This document sets out the values, principles and policies underpinning {{org_field_name}}’s approach to its treatment of people who use services with asthma. {{org_field_name}} considers that every person has the right to the highest possible quality of care in the management of their health needs.

Policy Background

{{org_field_name}} follows the British Guidelines on the Management of Asthma. It understands that asthma is a long-term condition involving the respiratory system in which the airways constrict and become inflamed, causing symptoms such as wheezing, shortness of breath, chest tightness and coughing.

Episodes or “attacks” may be triggered by such things as exposure to an environmental stimulant such as environmental tobacco smoke, cold or warm air, perfume, pet dander, moist air, exercise or exertion, or emotional stress. These are sometimes referred to as “triggers” and can include allergies.

Policy Aims

The aim is to reduce the impact of asthma on the lives of people who use services and improve their quality of life where possible, helping them to manage their condition where required and ensuring they are able to live with dignity and independence.
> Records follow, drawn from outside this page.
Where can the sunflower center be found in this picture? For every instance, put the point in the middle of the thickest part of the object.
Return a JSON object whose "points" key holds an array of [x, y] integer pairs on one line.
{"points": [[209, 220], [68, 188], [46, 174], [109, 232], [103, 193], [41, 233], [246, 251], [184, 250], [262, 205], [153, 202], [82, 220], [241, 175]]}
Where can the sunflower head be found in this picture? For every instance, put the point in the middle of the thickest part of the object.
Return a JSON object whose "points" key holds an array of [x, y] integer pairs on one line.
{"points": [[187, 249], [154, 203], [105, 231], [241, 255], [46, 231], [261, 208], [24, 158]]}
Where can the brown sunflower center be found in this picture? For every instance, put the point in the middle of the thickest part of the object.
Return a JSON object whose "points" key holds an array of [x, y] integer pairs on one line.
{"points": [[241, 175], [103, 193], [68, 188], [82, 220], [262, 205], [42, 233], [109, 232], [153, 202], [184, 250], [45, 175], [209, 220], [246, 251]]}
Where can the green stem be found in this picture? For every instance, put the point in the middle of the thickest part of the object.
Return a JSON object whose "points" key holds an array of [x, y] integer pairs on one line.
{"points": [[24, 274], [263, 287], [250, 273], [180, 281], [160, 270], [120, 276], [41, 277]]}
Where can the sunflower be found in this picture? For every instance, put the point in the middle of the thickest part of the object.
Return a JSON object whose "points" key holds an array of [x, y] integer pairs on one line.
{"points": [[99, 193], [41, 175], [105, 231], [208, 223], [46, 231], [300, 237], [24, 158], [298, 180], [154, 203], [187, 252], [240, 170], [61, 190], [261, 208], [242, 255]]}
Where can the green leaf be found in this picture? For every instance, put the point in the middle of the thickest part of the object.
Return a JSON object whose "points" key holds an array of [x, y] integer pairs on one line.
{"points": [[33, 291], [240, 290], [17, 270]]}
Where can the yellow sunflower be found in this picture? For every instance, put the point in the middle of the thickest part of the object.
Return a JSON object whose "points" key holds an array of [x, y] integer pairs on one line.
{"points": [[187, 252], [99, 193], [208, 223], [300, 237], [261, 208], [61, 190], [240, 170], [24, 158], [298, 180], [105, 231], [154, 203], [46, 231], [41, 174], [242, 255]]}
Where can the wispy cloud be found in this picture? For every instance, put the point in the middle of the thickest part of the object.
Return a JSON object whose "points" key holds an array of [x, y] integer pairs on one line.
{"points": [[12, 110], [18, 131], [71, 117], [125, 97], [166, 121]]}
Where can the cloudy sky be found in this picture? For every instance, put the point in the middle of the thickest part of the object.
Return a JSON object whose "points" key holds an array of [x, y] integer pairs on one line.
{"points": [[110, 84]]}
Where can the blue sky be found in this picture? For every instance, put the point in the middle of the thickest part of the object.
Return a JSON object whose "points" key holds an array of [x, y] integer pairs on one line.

Diagnosis, Treatment and Care

In {{org_field_name}}:

• each person with asthma will have their condition included in their initial needs assessment conducted when they are first assessed for care — this will include discussion of how they cope with activities of daily living, medication needs, how they manage any asthma attacks and what, if any, help they require
• where input from a GP is required for a needs assessment, an appropriate appointment will be made
• where a care package is agreed which includes domiciliary care support, an individual care plan will be agreed between the person receiving care (with relatives or carers where appropriate), general practitioner and home care staff; this plan may include elements of care related to asthma where such a need is identified, people who use services themselves will be seen as equal and expert partners in care and individual plans will be person focused and fully negotiated with each client at every stage, the plan should include input from specialist agencies involved in the care of the person where necessary
• where relevant, the plan will include:
a) a full list of medications and asthma treatment, including dosage and frequency information — and arrangements for the administration of the medication (ie whether self-administered or where help is required by appropriately trained care staff)
b) arrangements for an annual review which will include a complete assessment of the person’s asthma control
c) measures to minimise the risk of both long-term and short-term complications of the person’s condition
d) any additional support or help required in activities of daily living and in maintaining contact with social networks
• care plans for people with asthma may include details of exactly how episodes of shortness of breath should be managed and details of how the individual should be managed if they are unwell and having difficulty breathing
• care plans will be reviewed on an annual basis or more frequently if a person’s condition changes
• all people who use services who have been diagnosed with asthma should be encouraged to have an annual review with their GP; it is the organisation’s understanding that, for patients with severe asthma, such reviews should include:
a) a review of reliever and preventer medication
b) a review of the number of asthma attacks suffered
c) a review of other medication prescribed, such as steroids
d) side effects of medication
e) an investigation into any links to triggers or allergies
f) checking correct use of inhalers
g) appropriate lung function tests such as spirometry
h) an opportunity to discuss concerns or issues
i) referral to specialist teams if required
• those people with severe asthma should expect to be referred for specialist assessment if their asthma is difficult to control
• the approach taken should be one of empowering people with asthma, where possible, to be as self-caring and as independent as possible, self-managing their condition and thus maintaining and enhancing their dignity and privacy; as part of this self-empowerment people who use services will be encouraged to:
a) talk to staff about any concerns or worries they may have
b) understand what triggers their own asthma attacks
c) know what to do if they have an asthma attack
• where a person with asthma is a smoker, they will be offered all appropriate help and support to stop smoking, including referral to local smoking cessation services if they wish; all options will be discussed with the individual, whose choices will be respected.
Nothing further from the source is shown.